Records in the STCN []

The STCN is an important dataset for studying the early modern Dutch book trade and production, offering information about 200,000 titles in the period 1540-1800 (see ill. 1). The project team was provided with a bulk download of the STCN data, to work and play around with. This dataset was converted into a Resource Description Framework (RDF). RDF is a set of W3C specifications designed as a metadata data model. It is used as a conceptual description method in computing: described entities of the world are represented with nodes (e.g. “Dante Alighieri” or “The Divine Comedy”), while the relationships between these nodes are represented with edges connecting them (e.g. “Dante Alighieri” “wrote” “The Divine Comedy”). The redactiebladen (i.e. records) of the STCN have a very specific syntax of KMC’s (kenmerkcode), which contain information about author, title, place of publication, year of publication, etc. This syntax is interpreted in a program that reads the redactiebladen and gets the relevant properties about authors, titles, publishers, places, and the like out of them. Then it generates the RDF graph, linking all these entities together conveniently, and writes the results in a file. This file is exposed online, and it can be queried live by users using the query language SPARQL.
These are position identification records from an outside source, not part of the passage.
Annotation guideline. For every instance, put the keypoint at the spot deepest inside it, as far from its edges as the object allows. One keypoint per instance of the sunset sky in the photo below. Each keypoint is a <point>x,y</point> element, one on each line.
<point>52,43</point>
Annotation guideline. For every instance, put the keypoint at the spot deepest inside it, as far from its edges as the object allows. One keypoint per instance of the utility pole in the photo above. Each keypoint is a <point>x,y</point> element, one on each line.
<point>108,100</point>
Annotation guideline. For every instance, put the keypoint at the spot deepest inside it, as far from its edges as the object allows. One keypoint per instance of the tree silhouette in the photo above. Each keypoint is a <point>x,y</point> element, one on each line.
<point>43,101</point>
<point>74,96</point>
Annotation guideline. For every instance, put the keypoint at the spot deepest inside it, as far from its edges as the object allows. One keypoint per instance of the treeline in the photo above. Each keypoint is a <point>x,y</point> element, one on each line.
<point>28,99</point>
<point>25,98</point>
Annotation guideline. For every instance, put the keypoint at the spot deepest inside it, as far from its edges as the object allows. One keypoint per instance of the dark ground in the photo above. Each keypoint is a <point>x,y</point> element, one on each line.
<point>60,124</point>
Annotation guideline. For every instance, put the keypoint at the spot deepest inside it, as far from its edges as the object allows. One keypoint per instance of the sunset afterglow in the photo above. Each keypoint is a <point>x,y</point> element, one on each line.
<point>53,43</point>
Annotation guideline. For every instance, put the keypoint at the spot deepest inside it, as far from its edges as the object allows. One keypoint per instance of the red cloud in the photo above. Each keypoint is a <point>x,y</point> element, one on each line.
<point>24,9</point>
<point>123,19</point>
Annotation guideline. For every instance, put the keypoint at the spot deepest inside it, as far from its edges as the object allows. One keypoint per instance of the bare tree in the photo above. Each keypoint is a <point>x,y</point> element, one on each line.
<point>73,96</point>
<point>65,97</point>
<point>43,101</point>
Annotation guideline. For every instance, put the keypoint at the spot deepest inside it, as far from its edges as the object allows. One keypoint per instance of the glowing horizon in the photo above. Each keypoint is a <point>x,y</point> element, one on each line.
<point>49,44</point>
Size of titles under imprint of Marteau in the STCN []

The RDF conversion makes it possible to query the data independently from the interface the STCN is offering. The regular interface of the STCN offers multiple ways of querying the data, especially in the ‘advanced search’ setting of the interface. However, the possibilities to filter and sort the data by using different properties are limited to a number of three fields, in combination with filtering on years of publication. A question as: in which size were publications under the Marteau-imprint mostly published, has to be broken down in several steps in the STCN, namely retrieving a list (and consequently a number) of Marteau-publications for each size used, separately. By querying the RDF-graph, this output can be retrieved in one go (see ill. 2). Also, this query structure allows for information to be visualized quite fast, for example the occurrence of Marteau-titles in the STCN, over time (see ill.3).

Titles with the fictitious imprint of Marteau in the STCN []

Publishing structured data by means of RDF is a component of the Linked Open Data approach, which means the converted STCN-dataset can be linked to other datasets. In linking the datasets, the provenance of the data stays intact, allowing for example to integrate updates of the dataset. Lists of forbidden, prohibited and condemned books (e.g. Knuttel) are in the process of being connected to the STCN, a link that could answers questions about the actual amount of Marteau-titles under investigation or suspicion. Also, combining and comparing the information about years and reasons of prohibition from the lists of forbidden books, with the information about date and place of publication in the STCN, could reconstruct a timeline of prohibition and publication, revealing a publishers’ strategy when the date of prohibition proceeds the date of publication.

The report mentioned above describes more examples, queries, and overall the rather exploratory course of the project. The pilot character of the project has allowed the team to explore the (im)possibilities of the dataset, to become aware of the importance of expert knowledge and to strengthen the collaboration between humanities researchers and computer scientists. Further research and collaboration with the STCN and book historians will be aimed at improving the infrastructure of the dataset, a better understanding of the statistical relevance of our queries, and a conceptualization of the relation between the publications, its producers, and its settings and editions.